According to Moody’s, South Africa’s municipalities face fiscal challenges exacerbated by the coronavirus pandemic. These challenges are expected to persist over the medium term as low growth prospects in the country and the high unemployment rate will further constrain the municipalities’ capacity to collect water and electricity fees, which represent a large part of their revenues.

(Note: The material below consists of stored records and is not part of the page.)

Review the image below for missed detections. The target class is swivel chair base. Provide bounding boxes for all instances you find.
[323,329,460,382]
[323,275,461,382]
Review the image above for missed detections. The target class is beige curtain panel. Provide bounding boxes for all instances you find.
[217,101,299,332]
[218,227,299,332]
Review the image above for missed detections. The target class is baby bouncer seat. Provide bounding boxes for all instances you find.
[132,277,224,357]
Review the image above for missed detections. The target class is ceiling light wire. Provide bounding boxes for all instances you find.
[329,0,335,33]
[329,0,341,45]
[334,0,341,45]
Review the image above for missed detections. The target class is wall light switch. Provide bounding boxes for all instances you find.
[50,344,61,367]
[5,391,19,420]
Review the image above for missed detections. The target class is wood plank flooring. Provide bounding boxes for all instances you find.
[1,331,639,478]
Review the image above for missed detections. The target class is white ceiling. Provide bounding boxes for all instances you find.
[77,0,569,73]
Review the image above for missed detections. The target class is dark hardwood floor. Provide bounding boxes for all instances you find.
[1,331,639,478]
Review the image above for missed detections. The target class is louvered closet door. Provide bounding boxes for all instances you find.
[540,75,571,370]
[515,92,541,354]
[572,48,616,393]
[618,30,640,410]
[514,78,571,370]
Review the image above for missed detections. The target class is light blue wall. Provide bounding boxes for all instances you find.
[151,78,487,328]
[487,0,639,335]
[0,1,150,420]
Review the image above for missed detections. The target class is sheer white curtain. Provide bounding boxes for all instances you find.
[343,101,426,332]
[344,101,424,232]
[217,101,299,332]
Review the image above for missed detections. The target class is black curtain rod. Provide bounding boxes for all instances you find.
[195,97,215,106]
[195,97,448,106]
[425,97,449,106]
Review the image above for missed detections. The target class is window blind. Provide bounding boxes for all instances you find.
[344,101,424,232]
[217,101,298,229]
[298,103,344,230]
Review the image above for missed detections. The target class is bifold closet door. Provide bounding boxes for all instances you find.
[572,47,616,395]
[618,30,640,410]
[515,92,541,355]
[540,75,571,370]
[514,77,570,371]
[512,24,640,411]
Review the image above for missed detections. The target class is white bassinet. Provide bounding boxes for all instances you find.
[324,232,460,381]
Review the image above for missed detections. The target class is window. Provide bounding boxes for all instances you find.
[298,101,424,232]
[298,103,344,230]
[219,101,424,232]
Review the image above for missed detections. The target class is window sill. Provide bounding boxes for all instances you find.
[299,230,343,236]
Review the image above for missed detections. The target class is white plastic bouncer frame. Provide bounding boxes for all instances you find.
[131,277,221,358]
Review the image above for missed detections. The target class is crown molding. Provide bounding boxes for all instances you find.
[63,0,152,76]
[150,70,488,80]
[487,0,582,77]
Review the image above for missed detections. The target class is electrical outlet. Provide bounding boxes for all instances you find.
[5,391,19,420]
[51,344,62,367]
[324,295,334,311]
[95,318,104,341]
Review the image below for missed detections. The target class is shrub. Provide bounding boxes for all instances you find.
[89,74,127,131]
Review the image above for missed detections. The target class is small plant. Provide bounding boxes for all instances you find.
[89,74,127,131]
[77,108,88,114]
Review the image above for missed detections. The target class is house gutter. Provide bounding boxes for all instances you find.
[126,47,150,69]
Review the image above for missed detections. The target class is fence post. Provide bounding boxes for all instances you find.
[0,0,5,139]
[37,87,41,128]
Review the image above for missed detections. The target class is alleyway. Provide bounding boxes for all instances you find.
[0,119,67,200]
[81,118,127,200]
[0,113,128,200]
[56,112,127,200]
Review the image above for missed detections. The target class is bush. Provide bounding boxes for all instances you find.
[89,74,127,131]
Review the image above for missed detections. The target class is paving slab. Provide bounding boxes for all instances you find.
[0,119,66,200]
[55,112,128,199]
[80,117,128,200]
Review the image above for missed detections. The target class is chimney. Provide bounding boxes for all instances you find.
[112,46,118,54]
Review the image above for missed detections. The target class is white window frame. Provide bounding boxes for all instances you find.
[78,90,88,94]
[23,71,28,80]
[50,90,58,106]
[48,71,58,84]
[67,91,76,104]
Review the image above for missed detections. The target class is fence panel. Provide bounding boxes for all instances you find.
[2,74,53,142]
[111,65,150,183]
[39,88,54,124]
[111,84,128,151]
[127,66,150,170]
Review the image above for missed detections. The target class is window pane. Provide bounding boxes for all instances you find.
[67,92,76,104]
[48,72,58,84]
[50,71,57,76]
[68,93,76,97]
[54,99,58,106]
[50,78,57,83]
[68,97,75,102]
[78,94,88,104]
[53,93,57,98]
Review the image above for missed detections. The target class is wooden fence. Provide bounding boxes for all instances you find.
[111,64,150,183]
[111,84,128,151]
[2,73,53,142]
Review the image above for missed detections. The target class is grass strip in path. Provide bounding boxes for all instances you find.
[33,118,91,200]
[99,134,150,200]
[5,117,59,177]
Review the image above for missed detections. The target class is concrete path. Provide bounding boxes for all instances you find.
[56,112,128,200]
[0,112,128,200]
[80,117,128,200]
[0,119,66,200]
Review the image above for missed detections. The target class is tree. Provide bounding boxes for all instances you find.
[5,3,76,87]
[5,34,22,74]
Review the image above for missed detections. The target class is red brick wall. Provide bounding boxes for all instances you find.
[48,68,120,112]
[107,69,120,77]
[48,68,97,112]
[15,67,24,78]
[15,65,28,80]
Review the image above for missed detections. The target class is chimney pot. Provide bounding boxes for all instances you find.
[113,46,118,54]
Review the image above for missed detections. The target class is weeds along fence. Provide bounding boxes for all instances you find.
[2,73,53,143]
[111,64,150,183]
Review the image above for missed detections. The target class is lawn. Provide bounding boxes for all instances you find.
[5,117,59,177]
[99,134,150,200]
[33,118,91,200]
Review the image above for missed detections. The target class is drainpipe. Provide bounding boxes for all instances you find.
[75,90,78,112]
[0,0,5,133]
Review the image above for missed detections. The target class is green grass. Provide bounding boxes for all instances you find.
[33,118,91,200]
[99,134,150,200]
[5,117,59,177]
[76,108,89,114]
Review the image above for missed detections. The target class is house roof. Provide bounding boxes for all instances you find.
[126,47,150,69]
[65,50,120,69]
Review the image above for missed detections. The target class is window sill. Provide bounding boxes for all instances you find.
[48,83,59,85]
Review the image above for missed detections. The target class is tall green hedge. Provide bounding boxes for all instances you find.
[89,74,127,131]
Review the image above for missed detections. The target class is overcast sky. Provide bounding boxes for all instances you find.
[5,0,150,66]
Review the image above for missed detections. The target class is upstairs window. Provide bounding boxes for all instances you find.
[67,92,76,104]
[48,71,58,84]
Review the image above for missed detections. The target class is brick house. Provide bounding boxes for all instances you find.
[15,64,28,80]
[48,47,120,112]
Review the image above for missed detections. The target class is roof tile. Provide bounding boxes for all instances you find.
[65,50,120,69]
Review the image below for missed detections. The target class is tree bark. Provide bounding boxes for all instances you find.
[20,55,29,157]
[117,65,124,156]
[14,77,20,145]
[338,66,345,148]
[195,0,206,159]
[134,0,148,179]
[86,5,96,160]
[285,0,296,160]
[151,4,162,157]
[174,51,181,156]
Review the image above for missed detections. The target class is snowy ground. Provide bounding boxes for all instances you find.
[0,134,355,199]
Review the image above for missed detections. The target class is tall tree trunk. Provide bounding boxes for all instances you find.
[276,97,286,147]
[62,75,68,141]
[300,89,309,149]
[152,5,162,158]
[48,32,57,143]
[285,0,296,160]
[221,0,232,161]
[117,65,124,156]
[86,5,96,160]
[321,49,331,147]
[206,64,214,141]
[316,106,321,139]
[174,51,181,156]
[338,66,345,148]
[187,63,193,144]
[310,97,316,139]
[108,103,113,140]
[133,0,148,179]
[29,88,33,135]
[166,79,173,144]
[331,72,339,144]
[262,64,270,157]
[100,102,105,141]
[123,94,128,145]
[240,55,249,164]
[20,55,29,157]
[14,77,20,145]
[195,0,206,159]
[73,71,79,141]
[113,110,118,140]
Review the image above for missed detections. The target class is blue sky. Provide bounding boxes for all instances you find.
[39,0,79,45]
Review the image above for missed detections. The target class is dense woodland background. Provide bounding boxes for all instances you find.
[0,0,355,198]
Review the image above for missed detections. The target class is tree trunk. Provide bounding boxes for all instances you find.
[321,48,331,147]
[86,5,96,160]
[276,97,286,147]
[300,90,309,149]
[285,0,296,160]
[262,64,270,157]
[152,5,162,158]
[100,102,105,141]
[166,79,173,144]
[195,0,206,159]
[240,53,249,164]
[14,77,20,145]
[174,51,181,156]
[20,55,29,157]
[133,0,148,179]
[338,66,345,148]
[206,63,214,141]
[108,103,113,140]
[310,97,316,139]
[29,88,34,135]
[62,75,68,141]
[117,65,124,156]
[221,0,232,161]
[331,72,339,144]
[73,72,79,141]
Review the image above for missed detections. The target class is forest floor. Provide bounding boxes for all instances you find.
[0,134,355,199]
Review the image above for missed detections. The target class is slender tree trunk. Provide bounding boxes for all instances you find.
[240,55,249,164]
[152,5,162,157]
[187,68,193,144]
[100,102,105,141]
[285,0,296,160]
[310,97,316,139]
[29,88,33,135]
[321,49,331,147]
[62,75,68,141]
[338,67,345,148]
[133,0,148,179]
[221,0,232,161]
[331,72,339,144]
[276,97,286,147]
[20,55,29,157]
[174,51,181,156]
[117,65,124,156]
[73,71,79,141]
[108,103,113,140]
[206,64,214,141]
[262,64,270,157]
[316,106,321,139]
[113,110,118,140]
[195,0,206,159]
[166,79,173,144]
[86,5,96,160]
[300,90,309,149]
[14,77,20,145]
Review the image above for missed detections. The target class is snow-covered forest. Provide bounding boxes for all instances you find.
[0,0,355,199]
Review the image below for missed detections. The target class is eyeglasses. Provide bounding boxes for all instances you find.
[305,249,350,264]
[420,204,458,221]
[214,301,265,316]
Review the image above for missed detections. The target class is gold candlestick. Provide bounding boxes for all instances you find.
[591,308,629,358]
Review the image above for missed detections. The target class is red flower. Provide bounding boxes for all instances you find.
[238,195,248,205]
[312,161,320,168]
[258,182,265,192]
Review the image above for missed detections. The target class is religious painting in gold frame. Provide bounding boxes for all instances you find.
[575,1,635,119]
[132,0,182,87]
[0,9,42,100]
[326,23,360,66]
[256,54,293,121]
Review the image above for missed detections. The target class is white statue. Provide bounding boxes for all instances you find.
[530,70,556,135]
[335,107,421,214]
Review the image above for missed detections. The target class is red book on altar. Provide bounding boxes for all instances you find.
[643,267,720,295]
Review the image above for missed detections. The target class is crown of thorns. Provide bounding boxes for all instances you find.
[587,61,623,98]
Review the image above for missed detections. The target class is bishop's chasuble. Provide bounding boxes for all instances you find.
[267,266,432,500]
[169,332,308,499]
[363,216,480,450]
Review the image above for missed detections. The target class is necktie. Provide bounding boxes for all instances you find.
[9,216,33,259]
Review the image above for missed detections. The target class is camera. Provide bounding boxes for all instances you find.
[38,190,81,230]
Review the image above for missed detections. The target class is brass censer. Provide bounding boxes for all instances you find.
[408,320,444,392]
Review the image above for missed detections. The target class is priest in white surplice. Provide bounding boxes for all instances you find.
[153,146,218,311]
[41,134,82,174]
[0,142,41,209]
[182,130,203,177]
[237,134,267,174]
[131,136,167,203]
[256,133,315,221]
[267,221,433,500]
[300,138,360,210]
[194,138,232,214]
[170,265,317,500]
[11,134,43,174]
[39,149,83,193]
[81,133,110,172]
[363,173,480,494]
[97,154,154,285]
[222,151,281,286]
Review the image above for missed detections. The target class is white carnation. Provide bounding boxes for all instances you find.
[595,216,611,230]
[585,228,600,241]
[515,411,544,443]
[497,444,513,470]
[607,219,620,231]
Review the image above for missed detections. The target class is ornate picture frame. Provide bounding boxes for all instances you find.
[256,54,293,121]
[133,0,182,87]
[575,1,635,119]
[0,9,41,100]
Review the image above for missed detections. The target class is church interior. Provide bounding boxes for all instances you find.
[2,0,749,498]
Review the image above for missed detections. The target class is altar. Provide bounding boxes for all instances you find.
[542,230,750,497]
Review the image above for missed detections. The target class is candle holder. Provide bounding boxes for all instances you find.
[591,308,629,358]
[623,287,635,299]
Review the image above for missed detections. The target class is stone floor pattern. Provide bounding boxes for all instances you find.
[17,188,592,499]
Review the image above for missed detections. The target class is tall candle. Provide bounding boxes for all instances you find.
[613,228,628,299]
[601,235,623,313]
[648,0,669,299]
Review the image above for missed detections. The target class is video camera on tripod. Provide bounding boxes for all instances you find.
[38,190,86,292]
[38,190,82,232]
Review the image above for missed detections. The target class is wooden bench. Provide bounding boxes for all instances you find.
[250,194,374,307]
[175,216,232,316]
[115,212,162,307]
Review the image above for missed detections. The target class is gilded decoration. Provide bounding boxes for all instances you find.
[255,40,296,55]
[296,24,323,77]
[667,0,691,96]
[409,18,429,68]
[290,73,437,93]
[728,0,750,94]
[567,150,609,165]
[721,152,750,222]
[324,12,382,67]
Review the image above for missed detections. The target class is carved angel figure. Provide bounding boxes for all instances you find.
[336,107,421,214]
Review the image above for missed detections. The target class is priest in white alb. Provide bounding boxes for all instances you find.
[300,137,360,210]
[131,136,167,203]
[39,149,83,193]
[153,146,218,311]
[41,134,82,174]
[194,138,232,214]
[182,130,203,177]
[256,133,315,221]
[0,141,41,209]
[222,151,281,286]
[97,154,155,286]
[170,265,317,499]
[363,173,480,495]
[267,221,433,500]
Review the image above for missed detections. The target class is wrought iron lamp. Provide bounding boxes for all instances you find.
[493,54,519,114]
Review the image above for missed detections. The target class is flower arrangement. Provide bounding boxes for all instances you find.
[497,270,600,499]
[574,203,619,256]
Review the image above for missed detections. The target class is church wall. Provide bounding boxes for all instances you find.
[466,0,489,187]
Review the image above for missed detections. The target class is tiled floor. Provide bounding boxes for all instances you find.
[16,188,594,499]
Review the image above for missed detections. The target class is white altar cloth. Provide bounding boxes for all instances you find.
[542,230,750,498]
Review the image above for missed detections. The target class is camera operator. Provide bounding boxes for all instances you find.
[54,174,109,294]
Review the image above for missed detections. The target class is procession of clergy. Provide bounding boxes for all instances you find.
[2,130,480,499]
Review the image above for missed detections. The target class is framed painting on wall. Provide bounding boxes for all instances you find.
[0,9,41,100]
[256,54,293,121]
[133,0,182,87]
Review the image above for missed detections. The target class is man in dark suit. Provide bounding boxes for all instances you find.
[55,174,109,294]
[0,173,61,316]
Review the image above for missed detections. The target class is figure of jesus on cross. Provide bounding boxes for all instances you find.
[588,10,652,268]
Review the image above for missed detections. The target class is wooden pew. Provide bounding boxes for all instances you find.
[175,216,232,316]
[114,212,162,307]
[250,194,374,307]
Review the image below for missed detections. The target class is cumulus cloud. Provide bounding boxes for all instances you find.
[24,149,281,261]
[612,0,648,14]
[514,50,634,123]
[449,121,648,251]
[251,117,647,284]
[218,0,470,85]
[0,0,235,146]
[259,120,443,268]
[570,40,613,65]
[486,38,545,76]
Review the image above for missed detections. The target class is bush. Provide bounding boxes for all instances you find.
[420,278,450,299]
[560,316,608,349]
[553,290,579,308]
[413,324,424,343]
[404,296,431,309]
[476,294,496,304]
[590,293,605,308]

The affirmation of Mangaung’s BCA of caa2 and current ratings of Caa1/NP reflects the municipality’s history of debt payment delays and weak liquidity profile.

Moody’s also affirmed the long-term issuer rating of Ekurhuleni Water Care Company of B1, in line with the rating of Ekurhuleni and the negative outlook was maintained. Again this negative outlook mirrors that of its support provider, the City of Ekurhuleni.

The long-term issuer rating of the South African National Roads Agency Ltd (Sanral) was downgraded one notch and it also maintained its negative outlook. Moody’s has noted that Sanral continues to experience resistance to its projects from road users and social groups, which contributes to the agency’s weak liquidity position.

Moody’s also noted:

  • Water shortages are one of the most material environmental risks to the sector.
  • Growing demographic-related spending pressures exacerbated by historical infrastructure backlogs and high levels of urbanisation and population growth.
  • South Africa has one of the highest inequality rates in the world and this also filters through to the local governments in the country, creating risks of on-going service delivery protests as most poor communities are largely dependent on the national government for the provision of basic services.
  • Although data transparency and quality are generally good, some financial statements, along with medium-term budgets are not published on the websites of the municipalities and national treasury in a timely manner, signaling a gradual weakness in the oversight role played by the supporting government.